Introduction

The energy sector is affected by the atmospheric ciruclation in many ways. On the one hand energy supply from renewable sources like wind, solar or hydropower relies on availability of wind, sunshine or water. On the other hand, energy demand is affected by changes in near-surface temperature. A number of indicators derived from atmospheric variables can be useful as proxies of energy production/demand.

Currently, this package provides two indicators for wind power generation:

1. WindPowerDensity - Wind power that is available for extraction from the wind flow, per square meter of swept area.
2. WindCapacityFactor - Wind power generation of a wind turbine, normalized by the maximum power that the turbine can deliver (rated capacity).

1. Wind Power Density

`WindPowerDensity` computes the kinetic energy that is available in the wind flow that traverses a unit of area swept by a wind turbine. For an instantaneous wind speed value, it is computed as: `WPD = 0.5 * ro * wspd^3` where `ro` is the air density in Kg/m3 and `wspd` is the instantaneous wind speed at hub height in m/s. Although wind turbines cannot extract all of the kinetic energy in the wind, and their efficiency can vary substantially at different wind speeds and among different wind turbines, this indicator provides a simple estimation of the wind resource quality. Typically, Wind Power Density is computed over a long period and its mean value is reported.

As an example, we simulate a time series of 1000 wind speed values from a Weibull distribution with scale factor of 6 and a shape factor of 2, which represent a sample of wind speed values obtained at a single location. The Weibull distribution is often assumed to fit observed wind speed values to a probability distribution function. Then, each instantaneous wind speed value is converted to its equivalent WPD. The `mean` and `sd` of the WPD can be employed to summarize the wind resource in that location. Otherwise, we can plot the histograms to see the full distribution of values:

``````library(CSIndicators)
set.seed(1)
oldpar <- par(no.readonly = TRUE)
wind <- rweibull(n = 1000, shape = 2, scale = 6)
WPD <- WindPowerDensity(wind)
mean(WPD)
``````
``````## [1] 170.6205
``````
``````sd(WPD)
``````
``````## [1] 251.1349
``````
``````par(mfrow=c(1, 2))
hist(wind, breaks = seq(0, 20))
hist(WPD, breaks = seq(0, 4000, 200))
``````

As you can see the histogram of the WPD is highly skewed, even if the wind speed was only a little skewed!

If not specified, an air density of 1.225 kg/m3 is assumed. Otherwise, the parameter `ro` can be set to a fixed value (for instance the mean air density at the site elevation could be used), or a timeseries of density values measured at each time stamp can be used to obtain more accurate results.

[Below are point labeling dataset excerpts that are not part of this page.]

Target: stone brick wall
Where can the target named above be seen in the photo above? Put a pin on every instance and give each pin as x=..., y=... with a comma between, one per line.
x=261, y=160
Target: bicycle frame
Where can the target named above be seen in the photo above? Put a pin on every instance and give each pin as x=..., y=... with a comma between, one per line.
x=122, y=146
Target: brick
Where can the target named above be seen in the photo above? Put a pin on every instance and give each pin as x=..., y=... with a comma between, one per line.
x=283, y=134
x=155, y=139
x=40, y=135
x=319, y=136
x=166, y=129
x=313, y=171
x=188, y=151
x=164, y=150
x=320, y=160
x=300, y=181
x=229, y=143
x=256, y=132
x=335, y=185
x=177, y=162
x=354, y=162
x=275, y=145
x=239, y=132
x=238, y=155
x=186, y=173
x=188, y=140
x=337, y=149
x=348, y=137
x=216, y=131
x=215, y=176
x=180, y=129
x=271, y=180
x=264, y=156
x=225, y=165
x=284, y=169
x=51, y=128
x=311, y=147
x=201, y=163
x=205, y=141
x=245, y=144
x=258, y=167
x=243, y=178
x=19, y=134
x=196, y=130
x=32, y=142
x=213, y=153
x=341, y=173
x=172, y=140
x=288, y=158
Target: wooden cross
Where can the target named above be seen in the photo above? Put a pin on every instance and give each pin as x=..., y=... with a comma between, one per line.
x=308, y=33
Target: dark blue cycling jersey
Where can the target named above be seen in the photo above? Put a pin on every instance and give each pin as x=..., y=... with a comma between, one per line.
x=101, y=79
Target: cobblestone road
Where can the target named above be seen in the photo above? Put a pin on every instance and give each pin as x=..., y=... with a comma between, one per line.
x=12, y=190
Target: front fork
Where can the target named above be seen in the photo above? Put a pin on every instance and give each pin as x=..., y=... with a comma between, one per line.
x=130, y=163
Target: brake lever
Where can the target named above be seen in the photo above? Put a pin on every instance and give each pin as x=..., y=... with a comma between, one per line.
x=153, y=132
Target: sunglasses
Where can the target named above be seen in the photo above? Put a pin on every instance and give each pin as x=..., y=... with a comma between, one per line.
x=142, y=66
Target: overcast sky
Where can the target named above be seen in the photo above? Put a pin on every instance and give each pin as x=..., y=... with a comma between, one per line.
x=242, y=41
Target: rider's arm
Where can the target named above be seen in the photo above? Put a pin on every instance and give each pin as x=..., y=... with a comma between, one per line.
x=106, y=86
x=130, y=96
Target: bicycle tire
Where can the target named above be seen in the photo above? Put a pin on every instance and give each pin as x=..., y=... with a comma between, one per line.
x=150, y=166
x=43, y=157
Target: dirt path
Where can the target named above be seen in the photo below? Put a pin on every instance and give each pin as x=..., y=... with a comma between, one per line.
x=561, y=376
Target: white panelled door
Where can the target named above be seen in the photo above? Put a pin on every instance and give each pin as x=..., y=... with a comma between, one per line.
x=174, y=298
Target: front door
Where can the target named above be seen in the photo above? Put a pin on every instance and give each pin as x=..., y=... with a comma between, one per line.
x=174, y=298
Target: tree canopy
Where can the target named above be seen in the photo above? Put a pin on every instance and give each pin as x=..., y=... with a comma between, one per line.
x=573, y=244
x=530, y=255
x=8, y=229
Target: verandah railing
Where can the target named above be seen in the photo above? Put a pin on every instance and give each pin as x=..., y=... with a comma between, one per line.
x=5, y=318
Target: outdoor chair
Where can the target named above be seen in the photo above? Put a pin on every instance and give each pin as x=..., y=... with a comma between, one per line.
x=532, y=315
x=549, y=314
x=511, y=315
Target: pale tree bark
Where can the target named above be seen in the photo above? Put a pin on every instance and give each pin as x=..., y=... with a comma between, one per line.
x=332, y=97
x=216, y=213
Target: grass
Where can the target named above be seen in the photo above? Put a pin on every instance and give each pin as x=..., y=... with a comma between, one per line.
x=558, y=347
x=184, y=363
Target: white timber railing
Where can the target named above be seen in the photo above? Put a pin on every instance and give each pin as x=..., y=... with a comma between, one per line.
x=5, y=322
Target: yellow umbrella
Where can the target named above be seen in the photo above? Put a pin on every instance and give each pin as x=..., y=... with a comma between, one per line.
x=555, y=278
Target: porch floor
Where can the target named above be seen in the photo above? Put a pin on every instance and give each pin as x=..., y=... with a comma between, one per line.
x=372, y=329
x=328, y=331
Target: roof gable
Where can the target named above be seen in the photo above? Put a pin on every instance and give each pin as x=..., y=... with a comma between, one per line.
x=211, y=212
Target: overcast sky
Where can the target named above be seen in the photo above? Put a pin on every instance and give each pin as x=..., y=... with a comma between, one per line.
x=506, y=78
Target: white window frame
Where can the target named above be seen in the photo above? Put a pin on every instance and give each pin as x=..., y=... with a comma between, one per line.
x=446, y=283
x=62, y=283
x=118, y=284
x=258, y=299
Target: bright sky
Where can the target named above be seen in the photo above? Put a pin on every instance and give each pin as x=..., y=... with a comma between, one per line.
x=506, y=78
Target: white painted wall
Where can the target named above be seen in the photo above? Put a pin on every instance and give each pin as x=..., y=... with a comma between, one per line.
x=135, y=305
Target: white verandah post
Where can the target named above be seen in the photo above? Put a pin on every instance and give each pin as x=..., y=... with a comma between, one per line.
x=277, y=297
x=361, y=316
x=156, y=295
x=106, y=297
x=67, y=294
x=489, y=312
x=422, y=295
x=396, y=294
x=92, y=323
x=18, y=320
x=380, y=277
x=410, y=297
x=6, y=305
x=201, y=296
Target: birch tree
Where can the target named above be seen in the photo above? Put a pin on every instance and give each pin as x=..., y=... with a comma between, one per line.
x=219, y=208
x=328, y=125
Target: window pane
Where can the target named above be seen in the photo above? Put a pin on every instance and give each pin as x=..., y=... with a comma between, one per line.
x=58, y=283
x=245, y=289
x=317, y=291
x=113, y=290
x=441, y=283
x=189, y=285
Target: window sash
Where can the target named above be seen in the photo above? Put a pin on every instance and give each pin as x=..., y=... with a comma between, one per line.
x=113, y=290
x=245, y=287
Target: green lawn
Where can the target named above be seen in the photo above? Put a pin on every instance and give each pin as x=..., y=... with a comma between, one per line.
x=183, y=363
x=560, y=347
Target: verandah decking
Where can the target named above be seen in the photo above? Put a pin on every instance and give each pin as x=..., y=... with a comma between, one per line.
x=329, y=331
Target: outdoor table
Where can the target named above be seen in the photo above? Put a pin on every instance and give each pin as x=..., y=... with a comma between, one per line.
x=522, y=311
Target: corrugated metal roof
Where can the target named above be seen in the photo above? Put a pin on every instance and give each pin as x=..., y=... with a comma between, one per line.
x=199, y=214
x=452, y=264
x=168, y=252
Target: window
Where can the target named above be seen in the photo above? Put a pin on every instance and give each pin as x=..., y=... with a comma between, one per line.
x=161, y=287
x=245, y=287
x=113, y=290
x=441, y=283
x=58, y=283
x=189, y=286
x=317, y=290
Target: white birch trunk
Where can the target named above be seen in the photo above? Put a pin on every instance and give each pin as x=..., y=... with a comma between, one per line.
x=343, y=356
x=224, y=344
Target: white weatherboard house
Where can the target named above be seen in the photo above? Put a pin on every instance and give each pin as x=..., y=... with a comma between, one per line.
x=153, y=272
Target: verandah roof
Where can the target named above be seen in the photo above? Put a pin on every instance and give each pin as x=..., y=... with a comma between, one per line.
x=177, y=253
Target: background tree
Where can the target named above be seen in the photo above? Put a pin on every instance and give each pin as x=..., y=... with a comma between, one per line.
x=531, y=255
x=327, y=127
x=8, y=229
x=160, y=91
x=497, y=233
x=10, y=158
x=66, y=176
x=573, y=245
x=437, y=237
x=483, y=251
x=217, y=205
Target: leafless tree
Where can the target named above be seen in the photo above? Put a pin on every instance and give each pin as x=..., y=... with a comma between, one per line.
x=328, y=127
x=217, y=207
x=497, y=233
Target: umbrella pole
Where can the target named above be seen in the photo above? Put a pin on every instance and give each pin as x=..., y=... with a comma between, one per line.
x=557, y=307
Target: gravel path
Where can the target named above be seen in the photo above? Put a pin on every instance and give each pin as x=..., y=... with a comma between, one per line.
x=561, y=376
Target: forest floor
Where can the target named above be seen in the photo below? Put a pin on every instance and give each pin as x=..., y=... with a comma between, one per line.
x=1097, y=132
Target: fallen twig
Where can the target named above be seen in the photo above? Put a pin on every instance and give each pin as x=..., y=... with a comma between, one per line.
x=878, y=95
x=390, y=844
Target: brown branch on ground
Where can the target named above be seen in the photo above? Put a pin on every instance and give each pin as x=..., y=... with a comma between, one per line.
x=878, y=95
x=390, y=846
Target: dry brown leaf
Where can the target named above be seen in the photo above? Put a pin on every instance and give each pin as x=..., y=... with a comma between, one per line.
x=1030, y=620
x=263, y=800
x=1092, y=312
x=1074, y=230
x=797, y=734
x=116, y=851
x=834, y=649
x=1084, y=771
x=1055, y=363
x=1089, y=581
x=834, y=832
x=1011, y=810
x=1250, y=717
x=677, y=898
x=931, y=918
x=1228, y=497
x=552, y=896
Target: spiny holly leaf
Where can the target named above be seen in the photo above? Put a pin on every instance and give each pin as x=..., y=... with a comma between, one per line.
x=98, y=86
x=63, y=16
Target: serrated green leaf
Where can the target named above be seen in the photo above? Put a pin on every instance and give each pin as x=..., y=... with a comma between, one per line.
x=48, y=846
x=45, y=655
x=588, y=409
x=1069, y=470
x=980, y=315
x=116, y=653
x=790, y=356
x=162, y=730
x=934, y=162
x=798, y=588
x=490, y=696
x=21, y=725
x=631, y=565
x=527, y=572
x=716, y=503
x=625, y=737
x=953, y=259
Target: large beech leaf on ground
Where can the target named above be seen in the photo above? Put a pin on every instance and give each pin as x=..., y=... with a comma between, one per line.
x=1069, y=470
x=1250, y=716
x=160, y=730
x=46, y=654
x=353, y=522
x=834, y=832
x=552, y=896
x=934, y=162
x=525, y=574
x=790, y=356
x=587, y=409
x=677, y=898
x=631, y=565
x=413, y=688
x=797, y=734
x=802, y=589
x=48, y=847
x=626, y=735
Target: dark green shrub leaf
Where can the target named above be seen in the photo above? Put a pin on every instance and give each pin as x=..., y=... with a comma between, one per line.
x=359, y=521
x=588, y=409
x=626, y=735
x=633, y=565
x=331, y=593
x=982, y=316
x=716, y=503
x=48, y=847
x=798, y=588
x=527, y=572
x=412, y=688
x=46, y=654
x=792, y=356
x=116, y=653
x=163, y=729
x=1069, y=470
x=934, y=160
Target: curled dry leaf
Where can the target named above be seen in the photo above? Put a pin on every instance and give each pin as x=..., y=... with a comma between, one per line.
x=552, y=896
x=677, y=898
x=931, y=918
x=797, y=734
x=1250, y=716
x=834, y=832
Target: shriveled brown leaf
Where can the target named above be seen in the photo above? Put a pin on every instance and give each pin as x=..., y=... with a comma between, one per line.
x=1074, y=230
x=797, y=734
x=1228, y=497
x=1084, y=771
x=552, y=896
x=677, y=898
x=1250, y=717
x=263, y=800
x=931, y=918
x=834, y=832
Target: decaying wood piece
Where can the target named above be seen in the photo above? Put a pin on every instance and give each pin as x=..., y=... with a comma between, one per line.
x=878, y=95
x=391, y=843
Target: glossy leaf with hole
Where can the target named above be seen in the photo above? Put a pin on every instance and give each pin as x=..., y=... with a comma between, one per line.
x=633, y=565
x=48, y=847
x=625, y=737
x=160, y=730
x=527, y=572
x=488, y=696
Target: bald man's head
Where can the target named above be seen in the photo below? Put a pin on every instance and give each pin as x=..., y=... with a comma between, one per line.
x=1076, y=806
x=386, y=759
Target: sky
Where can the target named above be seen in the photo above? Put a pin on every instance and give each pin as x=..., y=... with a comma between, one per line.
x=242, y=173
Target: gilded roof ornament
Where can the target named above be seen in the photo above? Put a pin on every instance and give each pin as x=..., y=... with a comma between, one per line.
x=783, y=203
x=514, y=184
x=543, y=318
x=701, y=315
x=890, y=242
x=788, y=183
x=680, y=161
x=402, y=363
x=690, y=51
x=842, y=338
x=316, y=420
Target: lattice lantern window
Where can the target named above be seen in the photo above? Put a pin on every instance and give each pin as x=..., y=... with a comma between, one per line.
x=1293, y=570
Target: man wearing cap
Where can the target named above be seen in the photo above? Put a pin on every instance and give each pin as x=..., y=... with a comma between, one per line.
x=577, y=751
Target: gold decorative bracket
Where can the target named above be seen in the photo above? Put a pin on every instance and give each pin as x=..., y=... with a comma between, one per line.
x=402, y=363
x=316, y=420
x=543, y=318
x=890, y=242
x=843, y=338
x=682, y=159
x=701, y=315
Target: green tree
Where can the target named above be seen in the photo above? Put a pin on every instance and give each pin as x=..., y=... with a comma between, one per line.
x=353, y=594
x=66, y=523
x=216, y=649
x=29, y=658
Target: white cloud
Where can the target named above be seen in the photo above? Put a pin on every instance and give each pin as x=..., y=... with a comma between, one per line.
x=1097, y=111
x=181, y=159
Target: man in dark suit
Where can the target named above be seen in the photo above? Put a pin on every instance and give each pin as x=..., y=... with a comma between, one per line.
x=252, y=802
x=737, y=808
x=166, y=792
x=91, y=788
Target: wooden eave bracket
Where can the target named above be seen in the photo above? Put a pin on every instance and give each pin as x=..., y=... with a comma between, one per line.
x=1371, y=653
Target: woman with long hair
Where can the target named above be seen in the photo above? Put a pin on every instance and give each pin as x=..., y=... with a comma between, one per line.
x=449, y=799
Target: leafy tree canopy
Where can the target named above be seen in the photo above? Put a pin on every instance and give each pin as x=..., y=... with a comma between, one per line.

``````WPD <- WindPowerDensity(wind, ro = 1.15)
``````

2. Wind Capacity Factor

`WindCapacityFactor` transforms wind speed values into normalized wind power values. The transformation is made employing manufacturer-provided power curves, for five different turbines, as described in Lledó et al. (2019). The generation is normalized by the rated power of the turbine (i.e. the maximum power output it can achieve). This allows for comparisons between turbines of different sizes and wind farms of different installed capacities. Beware that the Capacity Factor (CF) values provided do not take into account any losses due to wakes, electricity transport, blade degradation, curtailments or maintenance shutdowns.

The function allows to choose from five different power curves that are suited for a different range of wind speed conditions. Each of the provided turbines is a representative of a IEC wind class. Generally speaking, commercially available wind turbines can be certified as IEC class I, II, III or a combination of them (I/II and II/III), according to their efficency at different wind speeds and the loads they can withstand. The basic idea is that most turbines in a same IEC class have similar power curves, and the differences of power output can be thoroughly studied with only this set of five turbines.

Notice that power curves are intended to be used with 10-minutal steady wind speed values at hub height, which in modern wind turbines varies between 80 and 120m typically. As the transformation of wind speed into wind power is non-linear, it is recomended to use instantaneous or 10-minutal wind speed values as input. Employing longer period means will produce inaccurate results, as far as the wind is not steady during that period.

Following on the previous example, we will compute now the CF that would be obtained from our sample of 1000 wind speed values when using a turbine of class IEC I, and compare it to the CF values for a class III:

``````WCFI <- WindCapacityFactor(wind, IEC_class = "I")
WCFIII <- WindCapacityFactor(wind, IEC_class = "III")
par(mfrow=c(1, 3))
hist(wind, breaks = seq(0, 20))
hist(WCFI, breaks = seq(0, 1, 0.05), ylim = c(0, 500))
hist(WCFIII, breaks = seq(0, 1, 0.05), ylim = c(0, 500))
``````

``````par(oldpar)
``````

From the CF histograms we can see that, for this particular wind speed distribution, the IEC I turbine (designed for high winds) producess less energy than the IEC III turbine, which is more suitable for this range of wind speed values.